If Netflix is piracy's antidote, it must be wary of price increases: Peter Nowak

Don't bite the hand that feeds you...

Don’t bite the hand that feeds you…

To the surprise of virtually no one, Netflix is raising prices. And soon – within the next few months in some places, according to financial results released by the company on Monday:

Our current view is to do a one or two dollar increase, depending on the country, later this quarter for new members only. Existing members would stay at current pricing (e.g. $7.99 in the U.S.) for a generous time period. These changes will enable us to acquire more content and deliver an even better streaming experience.

That “generous time period” could be two years, if the Irish experience is anything to go by. Netflix raised its subscription price in Ireland by one euro to €7.99 in January, which resulted in “limited impact.”

While few observers believed such low subscription costs could be sustained for long, Netflix does have to tread carefully. The streaming service straddles a fine line between expensive cable TV services at one end and free file-sharing at the other. It’s only been a few short years since the company emerged as Hollywood’s antidote to that perceived scourge. Over that time, it has converted more than 35 million potential file sharers into customers who are at least paying something for some of the shows and movies they watch. While file-sharing used to account for the largest share of Internet traffic, it’s now Netflix that accounts for about a third of all bandwidth usage.

The conundrum, however, is that many of those people signed up precisely because Netflix was a veritable bargain. Complaints about poor selection, especially in Canada, continue to dog the company even though it is producing its own growing catalog of quality programs, including House of Cards and Orange is the New Black. Producing content, however, is considerably more expensive than simply licensing it, an issue that Canadian broadcasters are only too familiar with.

Escalating content costs could turn those value-conscious customers off, especially if Netflix can’t ramp up its quality correspondingly. House of Cards is, after all, a great flagship for the company, but not everybody is into American political drama.

The company is also facing cost issues elsewhere, as its earnings letter clearly spells out:

The Internet faces a long term threat from the largest ISPs driving up profits for themselves and costs for everyone else… If the Comcast and Time Warner Cable merger is approved, the combined company’s footprint will pass over 60 percent of U.S. broadband households, after the proposed divestiture, with most of those homes having Comcast as the only option for truly high-speed broadband (>10Mbps). As DSL fades in favor of cable Internet, Comcast could control high-speed broadband to the majority of American homes. Comcast is already dominant enough to be able to capture unprecedented fees from transit providers and services such as Netflix. The combined company would possess even more anti-competitive leverage to charge arbitrary interconnection tolls for access to their customers. For this reason, Netflix opposes this merger.

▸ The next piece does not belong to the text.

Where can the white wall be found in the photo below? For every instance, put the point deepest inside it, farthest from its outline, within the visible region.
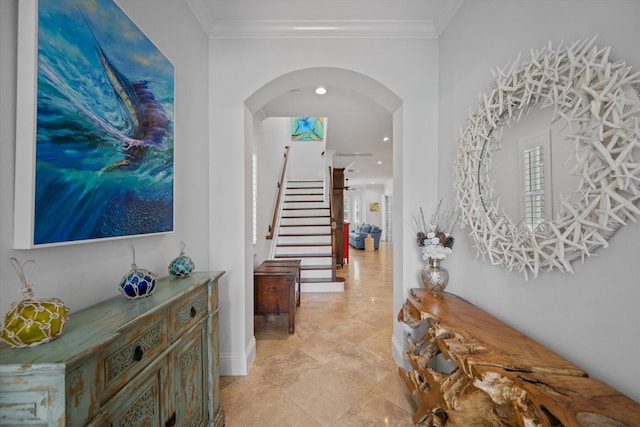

Internet providers everywhere are watching to see how the Comcast-Netflix rivalry shakes out with U.S. regulators, because they would doubtlessly like to engineer interconnection deals similar to the one the streaming provider was recently forced to sign with the cable company. In that sense, there could be plenty more bad news in store for Netflix, and therefore its customers.

All of this is to say that prices are inevitably going to go up and up. The real question is how high can they go before the dragon of piracy is roused from its slumber?